Cyber Warfare Visualization

“The obvious thing for the cavalryman to do is to accept the fighting machine as a partner, and prepare to meet more fully the demands of future warfare”

-General George S. Patton

Running to the window of our Army issued apartment on Ft. Knox my wife exclaimed, “What is that noise?” She had never heard the “clickity clack”, or felt the sheer raw power, or seen the size of an Abrams tank up close.  A few soldiers passed by ground guiding an M1A2-SEP Abrams tank to the motor pool. She just watched in awe. I felt lucky my wife thought this was so cool (I was a Cavalry Scout after all). After this moment she could completely visualize the machine and its effect to the world around it, in this case how it moves on a narrow street.

21st century warfare is still very much kinetic in nature, however, the 5th domain of warfare, cyberspace, has dynamically shifted how we engage in combined arms warfare.  With the rise of reported nation state sponsored cyber attacks in the past few years, these operations are becoming just another domain of warfare – requiring target systems analysis, advance planning of desired effects and potential unintended consequences.  Imagine the effect it would create if a cyber attack took down power grids, water stations, and communications towers with cyber and electronic warfare capabilities. While important to visualize impact on digital assets, possibly more important in a combined arms effort is to visualize the cascading environmental effects on the battlefield. As a force we need to be able to simulate how downed power grids or communications create environmental effects such as traffic or population control in a crowded city. Cyberspace warfare requires integration into our training and operational platforms in order for the Department of Defense (DoD) to prepare for 21st century combined arms warfare.

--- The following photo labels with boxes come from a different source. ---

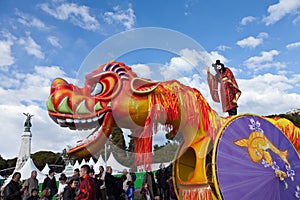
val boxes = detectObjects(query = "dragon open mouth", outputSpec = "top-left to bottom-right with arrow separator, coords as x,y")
50,111 -> 114,158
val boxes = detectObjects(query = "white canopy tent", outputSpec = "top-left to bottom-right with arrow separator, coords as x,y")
94,155 -> 106,174
88,157 -> 95,167
136,162 -> 170,172
15,158 -> 46,183
41,163 -> 50,174
80,159 -> 88,167
62,163 -> 74,177
106,153 -> 130,174
73,160 -> 80,169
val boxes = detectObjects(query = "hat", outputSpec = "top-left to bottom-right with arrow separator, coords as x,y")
214,60 -> 224,67
216,60 -> 223,65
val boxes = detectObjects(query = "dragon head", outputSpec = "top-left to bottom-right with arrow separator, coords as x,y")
47,61 -> 159,157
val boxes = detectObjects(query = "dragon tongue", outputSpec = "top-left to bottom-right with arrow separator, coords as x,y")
67,112 -> 114,158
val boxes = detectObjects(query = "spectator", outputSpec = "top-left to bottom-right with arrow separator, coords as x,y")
105,166 -> 118,200
140,182 -> 151,200
3,172 -> 25,200
156,163 -> 170,199
40,188 -> 52,200
129,169 -> 136,185
122,169 -> 132,191
126,181 -> 134,200
62,178 -> 78,200
71,168 -> 80,195
57,173 -> 67,199
26,188 -> 40,200
72,168 -> 80,181
75,165 -> 96,200
98,166 -> 106,200
22,170 -> 39,199
143,167 -> 157,199
42,169 -> 57,199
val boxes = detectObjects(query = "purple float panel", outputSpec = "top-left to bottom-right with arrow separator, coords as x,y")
215,116 -> 300,200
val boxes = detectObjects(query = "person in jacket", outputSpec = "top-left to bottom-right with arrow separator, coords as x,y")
75,165 -> 96,200
3,172 -> 25,200
22,170 -> 39,199
42,169 -> 58,199
25,188 -> 40,200
206,60 -> 241,116
62,178 -> 78,200
155,163 -> 170,199
105,166 -> 118,200
143,167 -> 157,199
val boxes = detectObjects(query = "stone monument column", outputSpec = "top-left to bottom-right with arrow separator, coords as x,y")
15,113 -> 33,170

Invictus, and several of our Agile Cyber Technology 2 (ACT2) teammates,  are committed to providing best in breed cyber modeling and simulation solutions to our Department of Defense and Intel customers. We have combined some of the best technologies from the gaming industry to bring next generation simulation capabilities with some of the top cyber warfare subject matter experts in the industry to bring the most realistic solution to government customers.  We have a number of efforts in progress to address the cyber effects visualization need across the DoD.  Organizations, such as the US Army, have leveraged Invictus’ ability to help operationalize a number of critical programs such as the Synthetic Training Environment (STE) and the Persistent Cyber Training Environment (PCTE). Certainly, as our continued collaboration grows in preparing the warfighter for the next conflict, we will be addressing our need to visualize cyber warfare effects on the battlefield.  Invictus and our mission partners are poised to create the necessary environment to accept cyber machines as a partner and prepare to meet more fully the demands of future warfare.